There are many questions we can ask ourselves.

Firstly, how can the Caribbean protect itself from the existential threat of climate change?

It can achieve this by building resilience. It can achieve this by implementing initiatives that support climate solutions. But, ultimately, it can only truly achieve this through global partnerships that acknowledge larger countries’ huge role in heightened emissions, and create suitable solutions for global warming caps.

The Industrial Revolution, colonialism, slavery and inequitable trade practices have led to the Caribbean being in a disadvantaged position. Research has shown that the majority of developing states contribute little to the overall causes of climate change. However, they bear the full brunt of the consequences.

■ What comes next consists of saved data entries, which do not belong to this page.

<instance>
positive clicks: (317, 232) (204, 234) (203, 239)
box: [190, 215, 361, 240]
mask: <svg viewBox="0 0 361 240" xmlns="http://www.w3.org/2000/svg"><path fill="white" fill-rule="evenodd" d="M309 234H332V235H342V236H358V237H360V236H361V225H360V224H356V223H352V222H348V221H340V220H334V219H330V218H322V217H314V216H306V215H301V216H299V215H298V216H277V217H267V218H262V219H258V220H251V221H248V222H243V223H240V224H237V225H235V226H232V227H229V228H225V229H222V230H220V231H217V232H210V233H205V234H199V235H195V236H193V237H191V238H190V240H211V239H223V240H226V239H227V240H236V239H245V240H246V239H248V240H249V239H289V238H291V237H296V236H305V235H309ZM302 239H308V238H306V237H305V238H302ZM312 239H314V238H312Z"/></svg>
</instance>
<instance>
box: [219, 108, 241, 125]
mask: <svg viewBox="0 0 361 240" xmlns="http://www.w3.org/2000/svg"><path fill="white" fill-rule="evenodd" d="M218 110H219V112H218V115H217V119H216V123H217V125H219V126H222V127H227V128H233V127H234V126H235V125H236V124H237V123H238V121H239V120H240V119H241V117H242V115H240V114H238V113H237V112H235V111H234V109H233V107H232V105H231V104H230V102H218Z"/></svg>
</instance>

Can the Caribbean afford an even wider poverty gap due to socioeconomic effects wrought by unpredictable natural disasters, coastal flooding, and other climate impacts?

Can it afford exacerbated development gaps by being constantly reset to a start position? It cannot.

Added to this cocktail of disaster is Covid-19’s impact on economies, business, and development. All indicators show that we must take action now.

As a driver of the United Nations’ sustainable development goals in the region, The University of the West Indies (UWI) is committed to producing data and development solutions. The UWI’s researchers have long advocated for climate solutions, and actively contribute to policy-impacting research.

According to the UN's “Intergovernmental Panel on Climate Change (IPCC) 1.5

Report”, global temperatures will reach 1.5°C above pre-industrial levels by 2030. Six of The UWI’s researchers were part of the team who produced this report, and its findings have validated their recommendations and calls for clear targets.

As an activist university, The UWI has been leading the discourse within the region and globally, calling upon leaders, policy makers, technocrats, the private sector and civil society to act swiftly on the “1.5 to Stay Alive” agenda and resilience strategies.

As a global citizen, we are working with development agencies, donors, universities, and governments.

There is a clear need to protect lives and livelihoods, and the costs of fighting climate change are much lower than the costs of recovering from it.

As clichéd as it may sound, the truth is that we can only achieve this by working together. Are you ready to partner on climate solutions? We welcome partnerships, regionally and globally, that are committed to systematic change.